The Wildtrak certainly has the grunt to back up the looks. The engine sounds strong, and it is strong enough to two trailers up to 3500kg while the load bed can handle 1035kg. Our vehicle had the six-speed auto box (a six-speed manual is an option) and that stirred the torque nicely, changing up when it could to save fuel and reduce emissions.

Ford Ranger Wildtrak

On sale: January 2016

Price: £32,370

Engine: 3200cc, diesel

Power: 197bhp at 3000rpm

Torque: 347lb ft at 1500-2750rpm

Gearbox: 6-spd dual-clutch automatic

Top speed: 109mph

0-62mph: 10.4sec

Fuel economy: 28.2mpg; CO2 265g/km

We took it off-road and it handled everything with some integrity. You have an electronically controlled transfer case, so you can switch between rear-wheel drive or four-wheel drive on the move. There is also a low-range gearset for when dealing with difficult terrain or getting a heavy trailer up a rutted slope. It all worked solidly and felt like it would continue doing so for quite some time.

The cabin keeps the outside away pretty well. The front seats are comfortable and easy to adjust and we liked the swathes of leather with orange stitching. Like the Limited, the Wildtrak has an 8in touchscreen, sat-nav, heated front seats, reversing camera, hill descent, sensors front and rear and more, so there’s plenty of kit.

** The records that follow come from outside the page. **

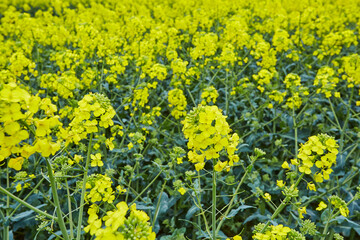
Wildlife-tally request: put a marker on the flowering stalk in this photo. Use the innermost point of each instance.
(214, 203)
(59, 213)
(282, 205)
(248, 170)
(83, 190)
(9, 194)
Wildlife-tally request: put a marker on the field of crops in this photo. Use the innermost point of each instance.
(179, 119)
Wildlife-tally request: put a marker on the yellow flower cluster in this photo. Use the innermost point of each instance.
(208, 133)
(17, 110)
(177, 100)
(321, 151)
(327, 79)
(351, 69)
(339, 204)
(94, 110)
(100, 189)
(209, 95)
(278, 232)
(118, 226)
(297, 91)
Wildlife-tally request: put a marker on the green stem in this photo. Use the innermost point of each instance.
(213, 212)
(327, 226)
(9, 194)
(295, 131)
(27, 196)
(146, 187)
(198, 198)
(83, 190)
(282, 205)
(158, 205)
(56, 201)
(7, 228)
(70, 211)
(233, 197)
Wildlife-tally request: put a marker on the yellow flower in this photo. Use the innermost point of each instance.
(267, 197)
(16, 163)
(285, 165)
(302, 211)
(280, 183)
(18, 187)
(311, 186)
(96, 160)
(182, 190)
(321, 206)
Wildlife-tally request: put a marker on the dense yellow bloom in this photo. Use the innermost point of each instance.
(177, 101)
(321, 151)
(321, 206)
(273, 232)
(208, 133)
(302, 211)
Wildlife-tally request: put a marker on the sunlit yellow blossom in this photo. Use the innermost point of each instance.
(321, 206)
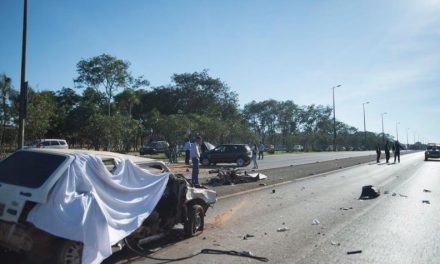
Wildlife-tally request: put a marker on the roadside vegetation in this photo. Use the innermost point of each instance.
(109, 109)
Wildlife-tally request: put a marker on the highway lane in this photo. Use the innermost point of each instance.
(282, 160)
(390, 229)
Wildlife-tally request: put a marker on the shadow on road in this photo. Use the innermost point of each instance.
(126, 255)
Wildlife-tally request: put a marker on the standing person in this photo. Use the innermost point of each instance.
(396, 151)
(387, 151)
(187, 148)
(195, 156)
(261, 151)
(254, 155)
(377, 152)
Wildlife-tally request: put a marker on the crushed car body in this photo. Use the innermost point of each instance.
(84, 204)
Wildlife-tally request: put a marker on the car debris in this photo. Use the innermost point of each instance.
(175, 201)
(369, 192)
(228, 176)
(283, 229)
(247, 236)
(334, 243)
(315, 222)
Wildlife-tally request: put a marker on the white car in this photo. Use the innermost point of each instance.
(70, 206)
(50, 143)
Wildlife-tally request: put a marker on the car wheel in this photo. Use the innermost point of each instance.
(205, 162)
(196, 221)
(70, 252)
(240, 162)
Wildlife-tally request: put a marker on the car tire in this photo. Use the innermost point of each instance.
(240, 162)
(70, 252)
(196, 221)
(205, 162)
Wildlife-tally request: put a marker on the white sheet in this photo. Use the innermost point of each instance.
(91, 205)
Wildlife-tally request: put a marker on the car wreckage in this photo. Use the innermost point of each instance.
(67, 206)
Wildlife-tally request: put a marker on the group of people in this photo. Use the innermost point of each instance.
(395, 147)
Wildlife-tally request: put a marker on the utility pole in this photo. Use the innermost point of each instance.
(365, 126)
(383, 133)
(23, 83)
(334, 118)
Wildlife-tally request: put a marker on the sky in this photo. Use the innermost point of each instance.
(385, 52)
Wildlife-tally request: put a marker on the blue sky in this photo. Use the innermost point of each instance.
(384, 52)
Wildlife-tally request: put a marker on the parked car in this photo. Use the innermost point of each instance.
(432, 151)
(49, 143)
(298, 148)
(31, 178)
(241, 154)
(155, 147)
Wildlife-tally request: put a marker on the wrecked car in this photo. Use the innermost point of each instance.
(66, 206)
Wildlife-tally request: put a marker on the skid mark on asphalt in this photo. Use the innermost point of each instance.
(220, 219)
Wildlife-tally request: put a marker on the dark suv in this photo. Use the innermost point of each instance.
(231, 153)
(154, 147)
(432, 151)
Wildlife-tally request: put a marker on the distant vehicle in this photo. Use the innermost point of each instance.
(155, 147)
(49, 143)
(228, 153)
(280, 148)
(432, 151)
(298, 148)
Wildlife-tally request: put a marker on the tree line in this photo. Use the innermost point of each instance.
(108, 108)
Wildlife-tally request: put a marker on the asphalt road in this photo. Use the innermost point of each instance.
(396, 227)
(283, 160)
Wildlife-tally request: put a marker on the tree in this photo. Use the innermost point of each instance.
(103, 71)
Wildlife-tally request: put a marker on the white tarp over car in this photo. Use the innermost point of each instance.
(91, 205)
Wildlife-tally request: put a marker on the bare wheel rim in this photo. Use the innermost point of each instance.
(197, 220)
(73, 253)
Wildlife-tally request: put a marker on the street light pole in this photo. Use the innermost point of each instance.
(365, 126)
(334, 118)
(23, 84)
(407, 141)
(383, 133)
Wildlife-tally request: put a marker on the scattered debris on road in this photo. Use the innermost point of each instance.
(354, 252)
(369, 192)
(230, 176)
(247, 236)
(334, 243)
(283, 229)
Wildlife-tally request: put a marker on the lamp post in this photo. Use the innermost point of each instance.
(383, 133)
(365, 126)
(334, 118)
(407, 141)
(23, 83)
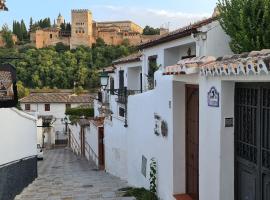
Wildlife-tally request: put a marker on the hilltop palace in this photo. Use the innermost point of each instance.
(85, 31)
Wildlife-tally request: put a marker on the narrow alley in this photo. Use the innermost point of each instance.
(65, 176)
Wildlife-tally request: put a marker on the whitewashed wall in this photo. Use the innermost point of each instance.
(75, 131)
(18, 135)
(143, 142)
(115, 141)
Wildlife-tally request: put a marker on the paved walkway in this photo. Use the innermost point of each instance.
(64, 176)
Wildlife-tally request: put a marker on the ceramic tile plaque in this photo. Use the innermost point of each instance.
(213, 97)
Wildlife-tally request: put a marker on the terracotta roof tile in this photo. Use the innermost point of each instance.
(56, 98)
(253, 63)
(131, 58)
(98, 121)
(179, 33)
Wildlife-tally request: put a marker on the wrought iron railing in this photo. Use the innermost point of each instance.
(91, 155)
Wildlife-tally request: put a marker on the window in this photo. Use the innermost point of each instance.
(68, 105)
(47, 107)
(152, 68)
(112, 86)
(27, 107)
(121, 112)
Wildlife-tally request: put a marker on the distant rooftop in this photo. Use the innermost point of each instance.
(179, 33)
(56, 98)
(131, 58)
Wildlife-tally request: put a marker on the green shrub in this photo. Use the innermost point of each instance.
(139, 193)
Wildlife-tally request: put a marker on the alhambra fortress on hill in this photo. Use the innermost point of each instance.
(85, 31)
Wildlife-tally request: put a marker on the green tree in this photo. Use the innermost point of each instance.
(7, 36)
(22, 91)
(247, 23)
(148, 30)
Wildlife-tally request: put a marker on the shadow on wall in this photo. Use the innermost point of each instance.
(15, 176)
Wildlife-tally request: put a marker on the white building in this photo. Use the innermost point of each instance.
(51, 108)
(18, 151)
(157, 123)
(86, 139)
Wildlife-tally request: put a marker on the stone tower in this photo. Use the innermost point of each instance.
(81, 31)
(60, 20)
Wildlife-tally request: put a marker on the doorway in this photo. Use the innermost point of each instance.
(252, 141)
(101, 152)
(192, 141)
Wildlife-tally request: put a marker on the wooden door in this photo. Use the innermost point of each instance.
(101, 153)
(192, 141)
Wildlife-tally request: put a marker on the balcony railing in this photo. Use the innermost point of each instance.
(124, 93)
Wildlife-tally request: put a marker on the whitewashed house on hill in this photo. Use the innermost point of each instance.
(158, 119)
(86, 139)
(18, 151)
(51, 107)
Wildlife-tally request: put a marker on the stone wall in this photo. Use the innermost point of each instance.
(81, 33)
(14, 177)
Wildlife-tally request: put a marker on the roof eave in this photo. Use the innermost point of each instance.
(127, 61)
(168, 39)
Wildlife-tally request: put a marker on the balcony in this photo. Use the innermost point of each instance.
(124, 93)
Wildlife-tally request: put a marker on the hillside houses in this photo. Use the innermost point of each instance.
(50, 108)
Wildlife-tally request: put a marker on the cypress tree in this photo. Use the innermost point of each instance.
(247, 23)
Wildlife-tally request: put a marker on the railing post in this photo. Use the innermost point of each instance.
(126, 102)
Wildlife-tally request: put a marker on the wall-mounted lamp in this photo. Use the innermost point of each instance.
(3, 6)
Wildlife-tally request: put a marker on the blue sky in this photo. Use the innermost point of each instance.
(156, 13)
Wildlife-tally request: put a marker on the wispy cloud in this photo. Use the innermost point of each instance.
(153, 17)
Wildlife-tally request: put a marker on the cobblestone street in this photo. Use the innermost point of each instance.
(64, 176)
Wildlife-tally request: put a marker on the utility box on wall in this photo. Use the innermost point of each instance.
(8, 87)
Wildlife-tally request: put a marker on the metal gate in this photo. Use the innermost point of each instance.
(192, 141)
(252, 141)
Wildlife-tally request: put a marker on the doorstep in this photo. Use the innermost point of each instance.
(182, 197)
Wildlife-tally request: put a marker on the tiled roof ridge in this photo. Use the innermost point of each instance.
(252, 63)
(55, 98)
(181, 32)
(130, 58)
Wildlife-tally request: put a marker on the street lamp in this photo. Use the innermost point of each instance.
(104, 79)
(66, 122)
(3, 6)
(122, 93)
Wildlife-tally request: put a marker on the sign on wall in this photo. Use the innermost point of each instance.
(8, 88)
(213, 97)
(144, 164)
(161, 126)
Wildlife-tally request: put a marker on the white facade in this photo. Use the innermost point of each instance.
(18, 133)
(168, 101)
(75, 139)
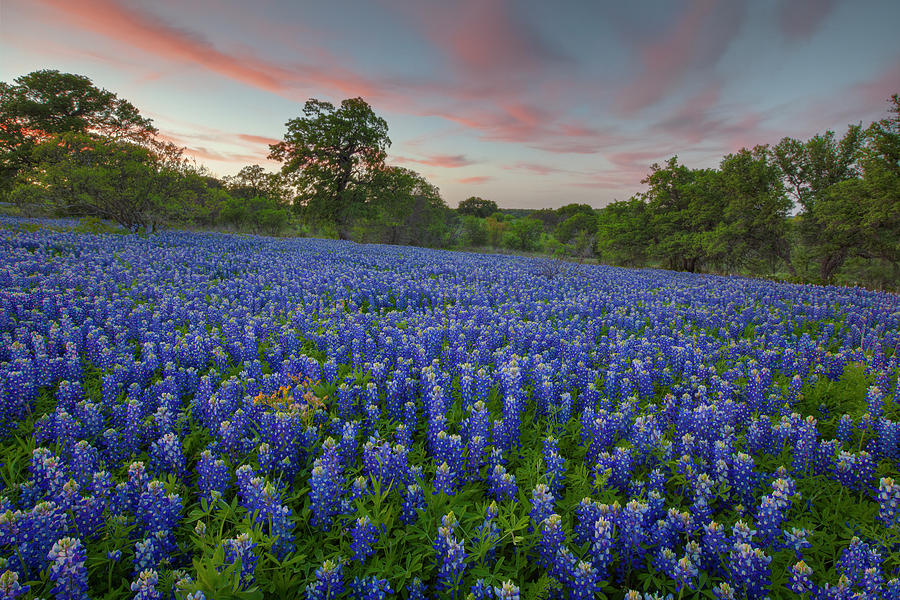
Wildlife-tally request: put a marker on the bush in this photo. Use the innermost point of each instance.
(474, 231)
(97, 226)
(523, 234)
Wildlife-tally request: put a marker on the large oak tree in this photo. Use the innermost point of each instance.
(332, 154)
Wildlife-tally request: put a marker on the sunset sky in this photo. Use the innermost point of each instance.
(529, 103)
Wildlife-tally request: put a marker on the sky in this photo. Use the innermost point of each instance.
(531, 104)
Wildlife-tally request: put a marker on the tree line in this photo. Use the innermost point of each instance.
(821, 210)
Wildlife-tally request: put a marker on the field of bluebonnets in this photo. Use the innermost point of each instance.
(201, 415)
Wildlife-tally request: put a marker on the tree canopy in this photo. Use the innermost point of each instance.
(477, 207)
(45, 103)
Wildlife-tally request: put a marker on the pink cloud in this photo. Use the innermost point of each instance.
(539, 169)
(476, 179)
(146, 32)
(484, 40)
(438, 160)
(799, 19)
(258, 139)
(880, 88)
(695, 42)
(496, 56)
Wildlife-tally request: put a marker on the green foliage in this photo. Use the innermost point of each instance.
(523, 234)
(331, 155)
(96, 226)
(47, 103)
(477, 207)
(404, 208)
(77, 174)
(474, 231)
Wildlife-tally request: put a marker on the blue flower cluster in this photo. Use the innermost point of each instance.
(589, 429)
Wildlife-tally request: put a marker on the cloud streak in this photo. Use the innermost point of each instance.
(477, 179)
(695, 42)
(445, 161)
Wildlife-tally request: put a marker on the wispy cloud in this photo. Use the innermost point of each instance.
(475, 180)
(446, 161)
(800, 19)
(695, 41)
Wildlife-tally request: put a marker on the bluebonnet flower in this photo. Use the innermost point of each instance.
(481, 590)
(601, 550)
(214, 475)
(145, 586)
(450, 556)
(416, 589)
(413, 501)
(801, 579)
(371, 588)
(444, 480)
(488, 532)
(10, 588)
(502, 485)
(168, 456)
(263, 500)
(326, 482)
(507, 591)
(542, 505)
(585, 582)
(67, 570)
(750, 567)
(856, 559)
(551, 540)
(364, 534)
(329, 583)
(684, 573)
(796, 539)
(631, 536)
(889, 502)
(240, 549)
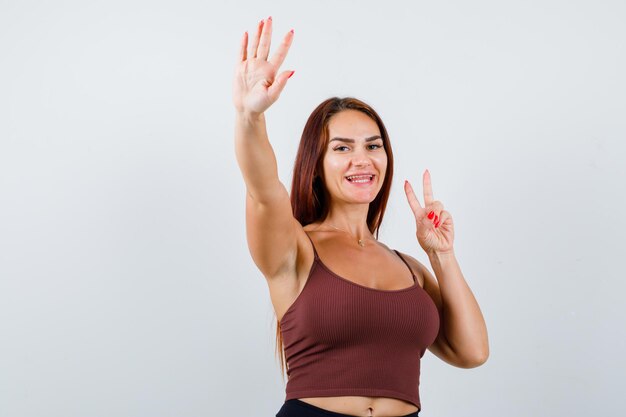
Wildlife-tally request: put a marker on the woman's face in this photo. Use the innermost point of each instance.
(355, 160)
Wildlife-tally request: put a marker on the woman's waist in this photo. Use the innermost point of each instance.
(362, 405)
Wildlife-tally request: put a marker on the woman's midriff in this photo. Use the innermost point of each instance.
(361, 406)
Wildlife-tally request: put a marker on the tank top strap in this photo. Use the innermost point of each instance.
(405, 262)
(316, 256)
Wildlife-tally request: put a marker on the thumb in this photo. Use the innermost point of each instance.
(277, 87)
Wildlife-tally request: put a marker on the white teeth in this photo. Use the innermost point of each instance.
(360, 178)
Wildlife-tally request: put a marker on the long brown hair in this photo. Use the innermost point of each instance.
(309, 197)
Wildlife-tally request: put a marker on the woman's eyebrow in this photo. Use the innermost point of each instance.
(352, 140)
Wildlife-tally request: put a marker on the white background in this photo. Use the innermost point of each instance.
(126, 285)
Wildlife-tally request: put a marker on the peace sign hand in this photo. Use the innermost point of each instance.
(256, 86)
(435, 229)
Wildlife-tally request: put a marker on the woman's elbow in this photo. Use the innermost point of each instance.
(474, 360)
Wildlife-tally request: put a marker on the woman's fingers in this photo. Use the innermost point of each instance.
(280, 54)
(428, 189)
(412, 199)
(255, 40)
(243, 53)
(266, 38)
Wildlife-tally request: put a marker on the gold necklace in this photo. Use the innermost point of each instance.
(359, 241)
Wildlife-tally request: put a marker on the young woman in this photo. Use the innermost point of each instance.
(354, 317)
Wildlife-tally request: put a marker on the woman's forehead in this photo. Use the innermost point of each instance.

You get a well-appointed cabin and a package capable of serious towing and carrying

This seems like a lot more than a jack of all trades, as you get a well-appointed cabin and a package capable of serious towing and carrying, across a variety of terrains. But then the price for the Wildtrak does seem pretty high. We might be tempted by the Limited version which seems to offer better value for money without losing out much in terms of necessary kit. A full road test will provide a more conclusive answer.